Em recente decisão, proferida no julgamento do Recurso Especial nº: 1944228 / SP, a 3ª Turma do Superior Tribunal de Justiça (STJ) acalorou o debate quanto ao cabimento de pensão alimentícia em favor de pets, tendo adotado entendimento que, em análise inicial, parece destoar da atual realidade social, que se afigura com a existência de formações familiares distintas, entre elas, a entidade familiar que se reconhece como formada por humanos e animais de estimação.
Na hipótese, a parte demandante ajuizou a demanda, sem fazer, ressalte-se, qualquer menção ao termo ou ideia de “pensão alimentícia”, e requerendo, passados cerca de cinco anos da dissolução da união estável, fosse o ex companheiro compelido a participar igualmente no custeio dos gastos com os animais adquiridos na constância da união, bem assim a reembolsá-la da metade dos gastos que incorreu desde a separação.
A obrigação foi reconhecida na origem, instância na qual, após o entendimento de aplicação da prescrição decenal, determinou-se ao ex companheiro, o reembolso das despesas havidas pela ex companheira e a obrigação de custeio de metade das despesas com os animais, até morte ou alienação destes.
Devolvida a questão ao STJ, houve reforma do julgado, tendo prevalecido o voto da lavra do ministro Marco Aurélio Belizze, que defendeu serem as despesas com o custeio da subsistência dos animais obrigações inerentes à condição de dono, bem como que o fato da aquisição do pet ter ocorrido na constância da união, não necessariamente configuraria vínculo entre os companheiros ou entre estes e o animal, sendo possível definir-se a titularidade do animal como melhor lhes aprouver.
Ocorre que, ao analisar a referida decisão, alguns defendem que o STJ teria sinalizado o entendimento de que a fixação de alimentos em favor de pets é descabida, todavia, salvo melhor juízo, não é este o direcionamento que se obtém da adequada análise dos autos.
Conforme pontuado, a demanda submetida ao STJ foi ajuizada longo tempo após a dissolução da união estável, sem que tenha sido precedida de acordo de alimentos em favor dos animais ou de qualquer requerimento da ex companheira neste sentido. Em verdade, sequer houve menção ao termo “alimentos” quando do ajuizamento da ação.
Inclusive, inicialmente a demandante aparenta ter dotado sua ação de conteúdo exclusivamente patrimonial. Trata-se, pois, de um caso isolado e que não necessariamente serve de parâmetro ou norte para demandas que envolvem o tema sob análise.
Fato é que a existência da “família multiespécie” é uma realidade socialmente reconhecida, que já ensejou até mesmo a propositura de Projeto de Lei (PL 179/23), ainda em tramitação e que visa regulamentar o conceito de família multiespécie como aquela formada pelo núcleo familiar humano em convivência compartilhada com seus animais.
Por sua vez, tal realidade vem sendo correta e fortemente reconhecida pela jurisprudência pátria e, neste cenário, o número de demandas desta natureza levadas ao judiciário é cada vez maior.
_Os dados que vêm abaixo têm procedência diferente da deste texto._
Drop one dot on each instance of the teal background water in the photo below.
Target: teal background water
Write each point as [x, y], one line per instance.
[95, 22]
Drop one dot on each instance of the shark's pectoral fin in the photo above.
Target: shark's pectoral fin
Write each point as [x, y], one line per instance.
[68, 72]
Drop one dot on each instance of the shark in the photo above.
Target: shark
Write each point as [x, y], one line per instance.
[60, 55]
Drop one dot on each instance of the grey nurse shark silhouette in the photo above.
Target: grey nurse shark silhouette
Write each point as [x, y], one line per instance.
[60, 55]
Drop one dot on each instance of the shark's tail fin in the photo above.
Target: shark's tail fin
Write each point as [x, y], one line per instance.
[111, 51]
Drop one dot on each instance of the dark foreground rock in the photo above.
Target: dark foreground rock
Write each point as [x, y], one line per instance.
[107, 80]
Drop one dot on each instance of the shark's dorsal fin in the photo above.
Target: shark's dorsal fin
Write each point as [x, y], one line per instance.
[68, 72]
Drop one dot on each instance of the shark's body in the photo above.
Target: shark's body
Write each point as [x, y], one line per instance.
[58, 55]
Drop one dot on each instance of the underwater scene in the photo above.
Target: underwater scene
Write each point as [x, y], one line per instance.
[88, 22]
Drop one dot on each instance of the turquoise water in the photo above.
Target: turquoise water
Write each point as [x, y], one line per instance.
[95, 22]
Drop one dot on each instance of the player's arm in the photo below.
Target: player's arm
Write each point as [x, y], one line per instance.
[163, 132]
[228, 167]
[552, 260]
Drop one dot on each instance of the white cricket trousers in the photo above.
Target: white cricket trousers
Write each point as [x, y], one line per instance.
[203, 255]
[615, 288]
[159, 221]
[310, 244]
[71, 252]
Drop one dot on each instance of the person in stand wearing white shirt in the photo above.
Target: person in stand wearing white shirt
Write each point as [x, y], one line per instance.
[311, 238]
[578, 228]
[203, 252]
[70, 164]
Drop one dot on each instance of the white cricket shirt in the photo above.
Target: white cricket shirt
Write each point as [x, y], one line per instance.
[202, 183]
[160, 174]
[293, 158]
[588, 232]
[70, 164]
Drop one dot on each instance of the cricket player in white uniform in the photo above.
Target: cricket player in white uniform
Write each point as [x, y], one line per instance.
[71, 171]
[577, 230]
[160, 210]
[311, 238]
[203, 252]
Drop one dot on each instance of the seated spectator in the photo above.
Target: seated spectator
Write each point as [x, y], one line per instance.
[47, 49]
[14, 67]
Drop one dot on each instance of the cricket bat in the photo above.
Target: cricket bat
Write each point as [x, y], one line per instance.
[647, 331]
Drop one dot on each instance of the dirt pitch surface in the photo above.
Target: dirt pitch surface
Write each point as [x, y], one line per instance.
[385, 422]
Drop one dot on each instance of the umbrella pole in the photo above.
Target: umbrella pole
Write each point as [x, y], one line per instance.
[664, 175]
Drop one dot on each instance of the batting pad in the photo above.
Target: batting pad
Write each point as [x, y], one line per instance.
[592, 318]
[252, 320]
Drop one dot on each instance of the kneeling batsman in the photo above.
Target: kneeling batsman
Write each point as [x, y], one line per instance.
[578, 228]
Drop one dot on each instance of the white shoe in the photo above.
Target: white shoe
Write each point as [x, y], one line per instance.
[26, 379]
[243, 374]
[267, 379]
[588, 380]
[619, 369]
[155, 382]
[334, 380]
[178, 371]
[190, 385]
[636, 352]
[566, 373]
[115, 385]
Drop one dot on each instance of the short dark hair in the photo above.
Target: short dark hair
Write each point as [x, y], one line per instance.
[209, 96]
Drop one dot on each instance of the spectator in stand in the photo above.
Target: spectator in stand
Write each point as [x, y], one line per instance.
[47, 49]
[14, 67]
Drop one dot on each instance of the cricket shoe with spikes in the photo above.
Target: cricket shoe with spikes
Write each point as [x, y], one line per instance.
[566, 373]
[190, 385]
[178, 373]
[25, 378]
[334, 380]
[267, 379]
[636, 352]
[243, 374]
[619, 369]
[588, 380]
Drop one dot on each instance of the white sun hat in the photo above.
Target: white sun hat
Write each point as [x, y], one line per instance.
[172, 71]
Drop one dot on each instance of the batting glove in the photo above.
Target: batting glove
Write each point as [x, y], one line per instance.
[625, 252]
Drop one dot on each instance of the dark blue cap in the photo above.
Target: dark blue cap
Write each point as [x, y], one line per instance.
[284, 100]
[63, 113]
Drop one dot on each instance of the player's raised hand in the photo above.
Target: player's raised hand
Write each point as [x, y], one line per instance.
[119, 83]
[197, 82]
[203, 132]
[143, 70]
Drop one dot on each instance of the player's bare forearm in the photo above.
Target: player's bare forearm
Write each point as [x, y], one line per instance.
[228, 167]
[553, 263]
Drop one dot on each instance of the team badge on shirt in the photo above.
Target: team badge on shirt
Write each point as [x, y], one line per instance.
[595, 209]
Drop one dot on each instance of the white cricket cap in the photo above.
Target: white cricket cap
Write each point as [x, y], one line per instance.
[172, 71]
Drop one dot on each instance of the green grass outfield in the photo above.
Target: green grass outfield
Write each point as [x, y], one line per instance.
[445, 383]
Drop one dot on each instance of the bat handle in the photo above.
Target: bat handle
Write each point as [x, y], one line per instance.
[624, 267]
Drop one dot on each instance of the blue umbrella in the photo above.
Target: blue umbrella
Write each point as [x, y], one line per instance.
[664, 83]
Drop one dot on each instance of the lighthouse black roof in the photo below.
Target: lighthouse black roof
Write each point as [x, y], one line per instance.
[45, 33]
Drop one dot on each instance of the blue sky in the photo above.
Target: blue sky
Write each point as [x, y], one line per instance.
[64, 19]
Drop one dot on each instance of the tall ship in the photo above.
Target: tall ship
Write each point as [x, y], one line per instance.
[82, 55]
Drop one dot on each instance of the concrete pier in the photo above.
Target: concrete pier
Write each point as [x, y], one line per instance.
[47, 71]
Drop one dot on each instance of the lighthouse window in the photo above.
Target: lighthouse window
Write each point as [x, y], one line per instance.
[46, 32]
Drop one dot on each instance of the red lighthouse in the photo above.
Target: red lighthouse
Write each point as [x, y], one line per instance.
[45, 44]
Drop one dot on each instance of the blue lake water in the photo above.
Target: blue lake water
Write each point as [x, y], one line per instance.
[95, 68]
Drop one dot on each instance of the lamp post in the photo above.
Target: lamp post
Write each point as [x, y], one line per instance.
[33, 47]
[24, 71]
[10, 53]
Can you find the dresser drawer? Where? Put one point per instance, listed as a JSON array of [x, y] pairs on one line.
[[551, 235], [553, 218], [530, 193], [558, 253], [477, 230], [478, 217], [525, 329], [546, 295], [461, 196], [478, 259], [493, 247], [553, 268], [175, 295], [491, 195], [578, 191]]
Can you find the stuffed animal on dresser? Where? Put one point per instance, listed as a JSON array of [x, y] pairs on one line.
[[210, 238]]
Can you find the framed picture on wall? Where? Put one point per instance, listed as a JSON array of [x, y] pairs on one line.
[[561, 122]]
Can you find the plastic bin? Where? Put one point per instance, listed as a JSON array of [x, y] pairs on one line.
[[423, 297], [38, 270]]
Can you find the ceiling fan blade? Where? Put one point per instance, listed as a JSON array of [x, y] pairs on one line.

Na falta (que aparentemente será suprida em breve) de uma lei específica, os magistrados têm aplicado aos animais, em interpretação por analogia, as normas jurídicas atinentes a alimentos, visitas e guarda compartilhada.
Não há, pois, como se concluir que esta é uma questão que será decidida pelos operadores do direito em dissonância da realidade social que os cerca. A sociedade anseia por uma resolução que se adeque ao contexto atual, que não só reconheça a existência da família multiespécie, mas estabeleça os parâmetros que devem ser considerados para a justa solução dos litígios dessa natureza.
É um tema que certamente ainda renderá boas discussões, a exemplo da que já se firmou em demanda distribuída perante o Tribunal de Justiça de Santa Catarina (TJSC) no último dia 09 de fevereiro, na qual juízes de varas cíveis e de família discutem sobre a competência para processar e julgar a execução de acordo descumprido que fixou pensão em favor dos animais de estimação do ex casal. As teses contrárias defendem, de um lado, que o animal é um membro da família e que, portanto, sob o conceito da família multiespécie, atrai a competência da vara de família. De outro lado, há a defesa de que discussão se funda em relação civil e de natureza patrimonial, que avocaria o processo para uma das varas cíveis, frente a qual, inclusive, a ação foi originariamente distribuída. A questão será dirimida em breve, quando do julgamento, pelo TJSC, do conflito de competência suscitado pelos magistrados envolvidos.